Oggi invece ho vissuto un’esperienza che mi ha fatto capire sul serio cosa significa quando un bene tolto alla mafia viene restituito alla comunità. E credimi, non è la solita lezione noiosa sulla legalità. È una cosa vera, concreta, che ti fa vedere le cose in modo diverso. Ti racconto tutto.

Chi siamo noi di IAL Cremona

Magari non sai cos’è IAL Cremona, te lo spiego veloce. È la nostra scuola di formazione professionale, dove oltre a imparare un mestiere facciamo anche  parecchie attività interessanti legate al territorio. Le attività educative di IAL Cremona non sono solo teoria in classe: usciamo, conosciamo persone, partecipiamo a progetti veri.

Quella che ti sto per raccontare ad esempio. 

Cosa è successo a Spino d'Adda

Il 18 dicembre 2025, siamo andati a Spino d’Adda per una cosa che all’inizio pensavamo fosse la solita uscita noiosa, e invece mi sono dovuto ricredere. C’eravamo noi di IAL insieme ad altri ragazzi delle superiori di Cremona, tutto organizzato dal Centro per la Legalità con dei progetti di legalità dedicati agli studenti. Progetti davvero interessanti.

Il Sindaco ci ha letteralmente consegnato le chiavi di un posto che si chiama Tenuta “Terra e Libertà”. E sai cos’è? Uno dei beni confiscati alla mafia. Un posto che prima era della criminalità organizzata e ora è nostro, di tutti.

Quando la criminalità perde e vince la comunità

Il bello è stato capire il significato di quello che stavamo vivendo. 

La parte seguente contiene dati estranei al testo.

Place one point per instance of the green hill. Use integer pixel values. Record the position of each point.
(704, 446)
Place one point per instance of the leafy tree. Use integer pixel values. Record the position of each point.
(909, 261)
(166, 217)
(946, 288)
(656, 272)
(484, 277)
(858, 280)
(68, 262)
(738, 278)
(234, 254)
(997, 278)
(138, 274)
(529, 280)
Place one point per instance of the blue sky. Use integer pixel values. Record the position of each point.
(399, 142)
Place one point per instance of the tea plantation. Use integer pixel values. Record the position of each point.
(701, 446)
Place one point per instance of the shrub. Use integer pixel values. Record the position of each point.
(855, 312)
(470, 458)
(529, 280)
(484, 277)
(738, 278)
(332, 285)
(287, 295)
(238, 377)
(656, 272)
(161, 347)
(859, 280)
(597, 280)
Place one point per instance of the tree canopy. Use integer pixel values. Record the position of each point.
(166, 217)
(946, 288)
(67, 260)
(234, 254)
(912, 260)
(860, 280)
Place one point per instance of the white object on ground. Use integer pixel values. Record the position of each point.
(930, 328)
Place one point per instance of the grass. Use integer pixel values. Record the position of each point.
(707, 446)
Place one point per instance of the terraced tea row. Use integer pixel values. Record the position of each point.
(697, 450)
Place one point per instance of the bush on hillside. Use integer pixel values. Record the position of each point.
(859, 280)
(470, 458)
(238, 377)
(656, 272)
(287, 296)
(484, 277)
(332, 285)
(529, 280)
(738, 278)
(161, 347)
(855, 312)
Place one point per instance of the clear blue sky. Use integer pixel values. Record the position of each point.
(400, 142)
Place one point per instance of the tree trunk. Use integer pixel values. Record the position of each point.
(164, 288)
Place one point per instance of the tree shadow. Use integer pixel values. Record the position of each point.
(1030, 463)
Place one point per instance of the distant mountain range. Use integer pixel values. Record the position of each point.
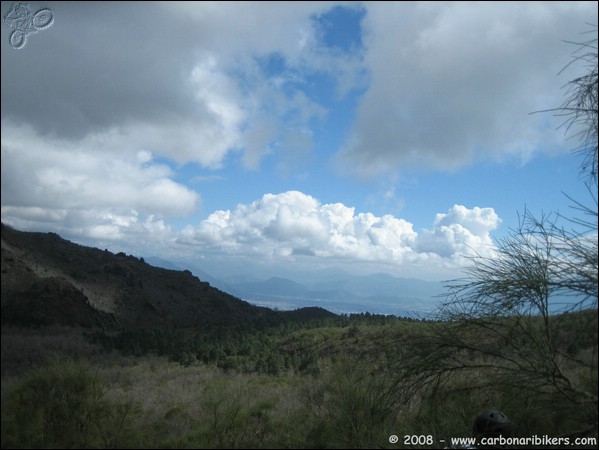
(47, 280)
(334, 289)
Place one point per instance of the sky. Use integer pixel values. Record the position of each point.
(378, 136)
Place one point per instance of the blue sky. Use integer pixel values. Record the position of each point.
(378, 136)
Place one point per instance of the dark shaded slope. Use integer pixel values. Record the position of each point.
(49, 280)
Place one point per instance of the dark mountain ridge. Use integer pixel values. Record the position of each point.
(49, 280)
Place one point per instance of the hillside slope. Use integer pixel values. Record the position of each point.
(49, 280)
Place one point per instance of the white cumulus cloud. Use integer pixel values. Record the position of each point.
(293, 224)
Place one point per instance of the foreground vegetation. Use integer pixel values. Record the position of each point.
(319, 385)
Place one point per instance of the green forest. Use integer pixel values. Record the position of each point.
(340, 382)
(517, 334)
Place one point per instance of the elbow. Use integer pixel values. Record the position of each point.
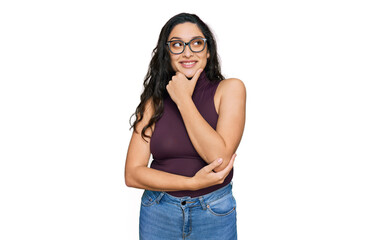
(226, 159)
(129, 181)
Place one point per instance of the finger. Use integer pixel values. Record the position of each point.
(197, 75)
(213, 165)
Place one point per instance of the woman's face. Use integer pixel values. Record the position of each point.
(187, 62)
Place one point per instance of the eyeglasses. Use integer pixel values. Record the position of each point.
(195, 45)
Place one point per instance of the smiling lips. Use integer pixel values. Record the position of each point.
(188, 64)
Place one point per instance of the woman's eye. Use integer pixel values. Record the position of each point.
(177, 44)
(197, 42)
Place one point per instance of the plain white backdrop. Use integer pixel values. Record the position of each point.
(71, 75)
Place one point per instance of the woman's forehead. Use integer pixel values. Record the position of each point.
(185, 31)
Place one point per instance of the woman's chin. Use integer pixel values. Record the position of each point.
(189, 74)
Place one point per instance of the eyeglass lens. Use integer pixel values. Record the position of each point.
(196, 45)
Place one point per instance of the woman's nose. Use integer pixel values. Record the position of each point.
(187, 51)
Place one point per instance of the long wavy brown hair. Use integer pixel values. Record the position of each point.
(160, 70)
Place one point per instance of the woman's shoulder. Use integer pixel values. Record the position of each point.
(232, 90)
(231, 83)
(231, 86)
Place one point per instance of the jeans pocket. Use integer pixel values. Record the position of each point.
(223, 206)
(149, 198)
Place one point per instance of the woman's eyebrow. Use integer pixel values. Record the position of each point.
(181, 38)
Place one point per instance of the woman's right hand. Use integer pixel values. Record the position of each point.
(206, 177)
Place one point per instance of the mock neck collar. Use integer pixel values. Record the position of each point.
(202, 81)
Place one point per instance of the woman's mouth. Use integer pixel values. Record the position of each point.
(188, 64)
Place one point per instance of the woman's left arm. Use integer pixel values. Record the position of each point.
(209, 143)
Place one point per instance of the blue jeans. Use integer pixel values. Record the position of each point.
(211, 216)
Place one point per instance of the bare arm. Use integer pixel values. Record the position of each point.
(209, 143)
(138, 175)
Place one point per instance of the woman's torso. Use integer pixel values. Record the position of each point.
(171, 148)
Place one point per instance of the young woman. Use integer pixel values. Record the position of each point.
(191, 120)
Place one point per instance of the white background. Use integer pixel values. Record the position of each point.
(71, 74)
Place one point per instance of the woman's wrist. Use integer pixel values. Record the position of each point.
(192, 184)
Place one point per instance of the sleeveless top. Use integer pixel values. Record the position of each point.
(170, 145)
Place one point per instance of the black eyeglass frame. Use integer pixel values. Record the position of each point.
(185, 44)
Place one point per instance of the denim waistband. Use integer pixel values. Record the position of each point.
(187, 201)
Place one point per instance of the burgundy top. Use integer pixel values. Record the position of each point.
(170, 145)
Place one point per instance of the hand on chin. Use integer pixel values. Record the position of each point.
(188, 73)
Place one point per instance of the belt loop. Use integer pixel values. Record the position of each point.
(203, 204)
(159, 197)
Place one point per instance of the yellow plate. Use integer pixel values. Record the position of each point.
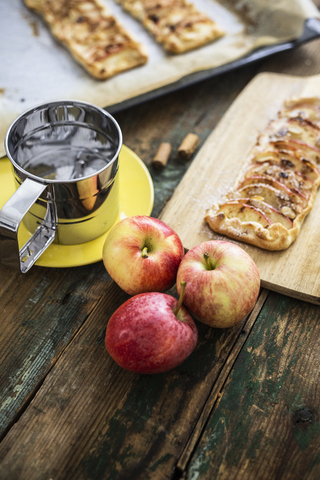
(136, 198)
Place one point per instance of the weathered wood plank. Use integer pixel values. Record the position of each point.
(266, 424)
(92, 419)
(215, 393)
(41, 311)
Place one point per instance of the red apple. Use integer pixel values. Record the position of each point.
(150, 333)
(142, 254)
(223, 283)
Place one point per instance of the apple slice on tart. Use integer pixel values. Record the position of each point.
(296, 181)
(288, 160)
(277, 185)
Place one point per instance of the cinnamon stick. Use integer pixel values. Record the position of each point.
(188, 146)
(162, 156)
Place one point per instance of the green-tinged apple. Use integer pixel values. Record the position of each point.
(142, 254)
(151, 333)
(223, 283)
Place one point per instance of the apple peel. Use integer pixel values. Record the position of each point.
(145, 335)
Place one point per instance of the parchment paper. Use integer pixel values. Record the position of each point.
(34, 68)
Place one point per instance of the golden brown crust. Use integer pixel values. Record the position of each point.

Questi beni confiscati alla criminalità organizzata non sono solo edifici vuoti: sono la dimostrazione che lo Stato può vincere contro i criminali. E non solo confiscargli beni, ma ridare tutto alla gente normale.

La presidente del Comitato, la vicesindaca e altri volontari ci hanno spiegato la storia della Tenuta. Sentire come un posto nato con i soldi sporchi della mafia ora sia diventato un esempio di riuso sociale ti colpisce davvero. È una di quelle cose che ti resta dentro.

Non la solita gita scolastica

“Terra e Libertà” ora è uno spazio aperto a tutti, dove si promuovono i valori della legalità e della solidarietà. 

Vedere come i beni confiscati alla criminalità organizzata possano trasformarsi da simbolo del male in simbolo del bene mi ha fatto capire che le cose possono davvero cambiare.

E poi, quante volte ci fanno lezioni su legalità e giustizia restando seduti in classe? Qui invece abbiamo toccato con mano cosa significa lottare contro la criminalità. I beni confiscati alla criminalità organizzata non sono teoria, sono luoghi reali che raccontano storie vere

Perché te ne parlo

Ti scrivo di questa giornata perché mi ha lasciato qualcosa dentro. Spesso pensiamo di non poter fare nulla, che certe cose siano più grandi di noi. Invece oggi ho capito che anche noi ragazzi abbiamo un ruolo.

I beni confiscati come la Tenuta di Spino d’Adda ci ricordano che la legalità si costruisce ogni giorno, con l’impegno di tutti. E se anche solo uno di noi decide di fare la sua parte, le cose possono cambiare davvero.